Your best bet is to do some study and research, I can answer a few questions, but for you to get a good understanding you need to do the study, the few questions I can answer will not give you the kind of education you will get on your own when you study it yourself.

Silver Ag dissolved in nitric acid HNO3 makes silver nitrate AgNO3, we can get the silver back several ways, with a displacement reaction using a metal higher in the reactivity series of metals like copper, this will give us a silver metal powder, the copper replaces the silver from solution as a silver metal powder we call silver cement (we also call this process cementing silver from solution with copper).

2AgNO3 + Cu --> Cu(NO3)2 +2Ag (S)

Whenever possible this is my choice method to get the silver from the nitrate solution, as it is metallic silver and can be easily melted after washing the contaminants, note copper will also cement palladium or platinum if it is involved in the silver nitrate, these will normally cement latter in the process after most of the silver, for me this would not be a problem as I can recover them from the silver when it is purified in the silver cell later.

Silver Ag can be recovered from nitric acid HNO3 as silver chloride AgCl, by using sodium chloride, NaCl (table salt), hydrochloric acid HCl, or other chlorides like potassium chloride...

AgNO3 + NaCl --> AgCl + NaNO3
AgNO3 + HCl --> AgCl + HNO3
AgNO3 + KCl --> AgCl + KNO3

The silver chloride is a white insoluble powder, drying it is not advised (it makes conversion to metal very difficult later, normally it should not be melted as silver chloride , silver chloride is volatile in the high temperatures needed, so silver will go up in smoke, it can be melted with sodium carbonate and charcoal but even when melted this way there will be losses (some say 3% to 7% silver loss even with this method, how much of your silver that goes up in smoke will be determined on how the melting process is done)...
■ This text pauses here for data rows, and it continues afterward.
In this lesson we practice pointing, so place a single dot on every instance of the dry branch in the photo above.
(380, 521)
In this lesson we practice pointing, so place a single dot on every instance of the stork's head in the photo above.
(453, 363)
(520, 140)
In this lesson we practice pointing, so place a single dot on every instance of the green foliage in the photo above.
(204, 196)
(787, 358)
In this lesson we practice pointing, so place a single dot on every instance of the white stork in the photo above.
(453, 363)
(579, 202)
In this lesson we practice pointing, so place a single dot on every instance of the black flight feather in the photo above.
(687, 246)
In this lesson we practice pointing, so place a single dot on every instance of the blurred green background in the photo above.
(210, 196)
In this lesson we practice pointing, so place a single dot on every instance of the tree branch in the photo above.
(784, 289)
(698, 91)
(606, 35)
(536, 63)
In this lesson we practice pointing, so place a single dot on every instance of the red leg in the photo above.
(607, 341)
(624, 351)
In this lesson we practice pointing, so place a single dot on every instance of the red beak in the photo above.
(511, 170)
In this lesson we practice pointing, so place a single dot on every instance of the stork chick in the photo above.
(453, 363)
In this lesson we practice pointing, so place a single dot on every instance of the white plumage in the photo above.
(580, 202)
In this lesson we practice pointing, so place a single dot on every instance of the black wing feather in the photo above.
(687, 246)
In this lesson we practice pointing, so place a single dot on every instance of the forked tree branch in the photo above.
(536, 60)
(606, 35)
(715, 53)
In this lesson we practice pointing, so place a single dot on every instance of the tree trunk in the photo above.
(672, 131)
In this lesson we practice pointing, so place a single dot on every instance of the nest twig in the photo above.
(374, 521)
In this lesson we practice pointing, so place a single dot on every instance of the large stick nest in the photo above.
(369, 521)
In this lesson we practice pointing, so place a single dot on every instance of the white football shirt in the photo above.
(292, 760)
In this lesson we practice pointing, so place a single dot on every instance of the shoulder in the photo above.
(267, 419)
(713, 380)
silver chloride can be converted to silver metal, there are several processes this can be done with, a few common methods. Silver chloride with sodium hydroxide and karo syrup. Or silver chloride with a dilute sulfuric acid and iron metal. Or silver chloride with dilute HCl and aluminum, then there are more methods that can be used for conversion that are less common.

Normally if you have to (or for some reason choose to make silver chloride), you are best off keeping it wet and converting it back to silver metal before melting it.

Note silver as silver chloride is not the only precious metal that can vapor off in a melt with chlorides, gold is also volatile and can go up in smoke in a melt with chloride salts...


----------



## jam353wih (Feb 16, 2014)

Butcher, thanks very much for your assistance and advise. i will do some study first and then come back to you later especially to get a list of what equipment and reagents that will be used for refining my silver. 

thanks 
james


----------



## Akshay (Feb 23, 2020)

Which process is best to refining silver 
By making it silver chloride or by adding copper


----------



## nickvc (Feb 23, 2020)

If you want high purity silver then go for silver chloride as cementing with copper usually leaves some copper in the silver but converting chloride completely comes with its own problems.


----------



## Akshay (Feb 23, 2020)

But i heard that cementing silver with copper will cost more wastage than chloride


----------



## rickbb (Feb 24, 2020)

Refining implies that you already have metallic silver and want to "purify" it. 

If so then you want to look at a electric cell such as a thrum cell.

https://www.quora.com/What-is-a-thum-cell?share=1


----------



## Akshay (Feb 25, 2020)

thank you guys


----------



## Arthur Brown (Feb 29, 2020)

When you have silver chloride (any halide) simply complex it in sodium or ammonium thiosulphate and electrolyse the silver onto a stainless cathode against a carbon anode. Machines for the recovery of silver from photographic fixer may be available, patents and other documents will be searchable.


----------



## Akshay (Mar 5, 2020)

Will try that thank you


----------